Burst characteristics (interburst intervals, intraburst intervals, and AP variability) changed systematically with EPSC rates. All three parameters did not saturate for EPSC rates as high as 1 kHz; at this input rate, the neuron can sustain tonic firing at frequencies ranging from 25 to 30 Hz for at least 1 s. In the soma and proximal dendrites, the relationship between uncorrelated input and output can be described by a linear or sigmoidal function (Oviedo and Reyes, 2002). A similar relationship exists in the distal dendrite if the timing of APs is ignored and only the average firing rate is considered (Fig. 6C). However, bursting and repetitive APs are likely to have different effects on the postsynaptic target of the pyramidal neuron particularly because the majority of EPSPs evoked in target neurons exhibit depression or facilitation (Markram et al., 1998; Reyes et al., 1998; Reyes and Sakmann, 1999). Because the development and recovery from depression or facilitation depends on the intervals between APs, any change in the intervals between burst, intervals of APs within the burst, and the variability of the firing will lead to different amplitude EPSPs in the target neurons (Lisman, 1997; Tsodyks and Markram, 1997). In this view, four regularly spaced action potentials would have a different effect on the target cells than two action potentials occurring in two bursts (Lisman, 1997; Williams and Stuart, 1999). Thus, the information transmitted to target neurons by distal dendritic input may be fundamentally different from that transmitted by inputs near the soma even when the average firing rate of the pyramidal neuron is the same in both cases.

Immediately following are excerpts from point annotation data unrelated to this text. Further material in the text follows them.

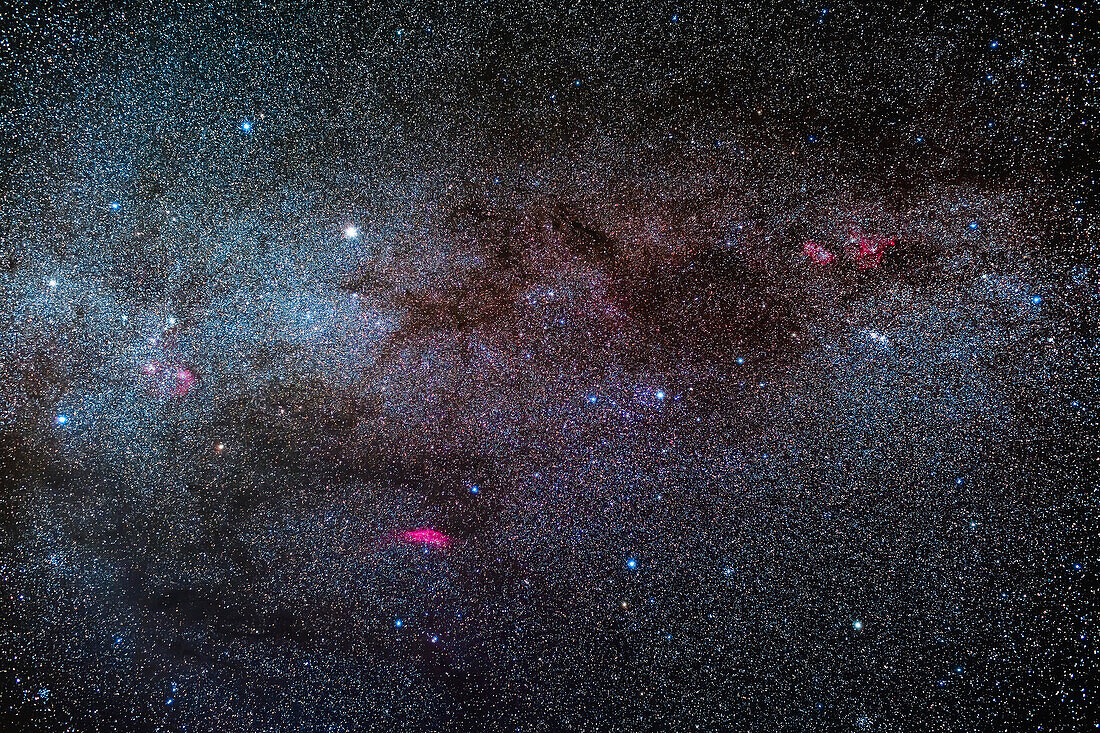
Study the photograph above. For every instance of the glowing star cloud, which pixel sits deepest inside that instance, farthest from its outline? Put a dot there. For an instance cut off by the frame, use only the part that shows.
(427, 537)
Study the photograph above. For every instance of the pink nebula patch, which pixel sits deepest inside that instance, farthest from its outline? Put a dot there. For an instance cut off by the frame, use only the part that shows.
(816, 252)
(427, 537)
(868, 250)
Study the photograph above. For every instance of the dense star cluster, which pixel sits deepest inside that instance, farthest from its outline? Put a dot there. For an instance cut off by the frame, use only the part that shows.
(550, 367)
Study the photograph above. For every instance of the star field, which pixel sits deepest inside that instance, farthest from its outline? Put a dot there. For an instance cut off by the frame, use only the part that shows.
(548, 367)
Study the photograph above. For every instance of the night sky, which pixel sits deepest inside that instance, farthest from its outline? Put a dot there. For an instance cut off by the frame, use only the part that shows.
(557, 367)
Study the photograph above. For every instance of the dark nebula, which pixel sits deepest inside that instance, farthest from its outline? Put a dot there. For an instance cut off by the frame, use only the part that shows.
(548, 367)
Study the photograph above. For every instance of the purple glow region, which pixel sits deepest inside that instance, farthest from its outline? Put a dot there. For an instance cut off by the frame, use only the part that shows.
(427, 537)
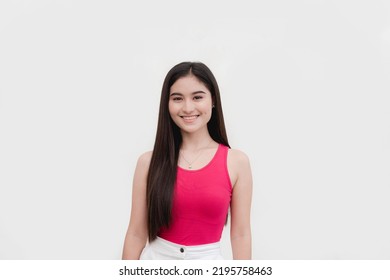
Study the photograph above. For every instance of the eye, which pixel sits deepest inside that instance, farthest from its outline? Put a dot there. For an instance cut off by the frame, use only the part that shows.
(177, 98)
(198, 97)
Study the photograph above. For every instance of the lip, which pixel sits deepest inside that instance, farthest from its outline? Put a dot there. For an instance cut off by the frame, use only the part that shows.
(189, 119)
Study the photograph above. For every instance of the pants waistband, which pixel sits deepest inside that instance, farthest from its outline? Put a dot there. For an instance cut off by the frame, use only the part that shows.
(205, 248)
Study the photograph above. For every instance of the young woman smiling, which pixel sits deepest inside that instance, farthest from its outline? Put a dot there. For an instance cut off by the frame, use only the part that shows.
(183, 189)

For simplicity, we used asynchronous inputs to drive the neurons. However, in vivo recordings reveal a wide range of synaptic input time courses. Because ionic conductances are time dependent, their activation states, and hence the evoked firing, are likely to change with the time course of inputs (Reyes, 2001). Additional experiments are needed to determine how, for example, synchronous inputs (Oviedo and Reyes, 2002) affect the bursting characteristics.

Functional significance

The apical dendrites of layer 5 pyramidal neurons can span nearly all of the cortical layers. The afferents from different classes of presynaptic cells are not scattered randomly throughout the dendritic tree but tend to be clustered on specific branches (Bernardo et al., 1990a,b; Ito, 1992; Gottlieb and Keller, 1997; Dodt et al., 2003; Thomson and Bannister, 2003). The finding that boosting and firing patterns vary along the somatodendritic axis has several implications. First, inputs from different classes of presynaptic cells are boosted differentially. Afferents from other cortical areas and from layers 2/3 that terminate in the distal apical dendrite would be weighted more than afferents that terminate in layer 4, near the middle dendritic segments. At the very least, greater boosting would partially compensate for the relatively smaller somatic EPSPs evoked with stimulation of distal dendrites (Williams and Stuart, 2002). Second, the different densities of active conductances would impart filtering characteristics to inputs at each dendritic segment. For example, the relatively slow kinetics of I_h deactivation would mean that tonic inputs would be preferentially attenuated over transient or synchronous inputs. Finally, qualitatively different firing patterns may provide a means of uniquely encoding inputs that occur in the distal dendrites. In this scenario, bursts would provide a “tag” for cortico-cortical signals, for example, that are processed in the distal dendrite.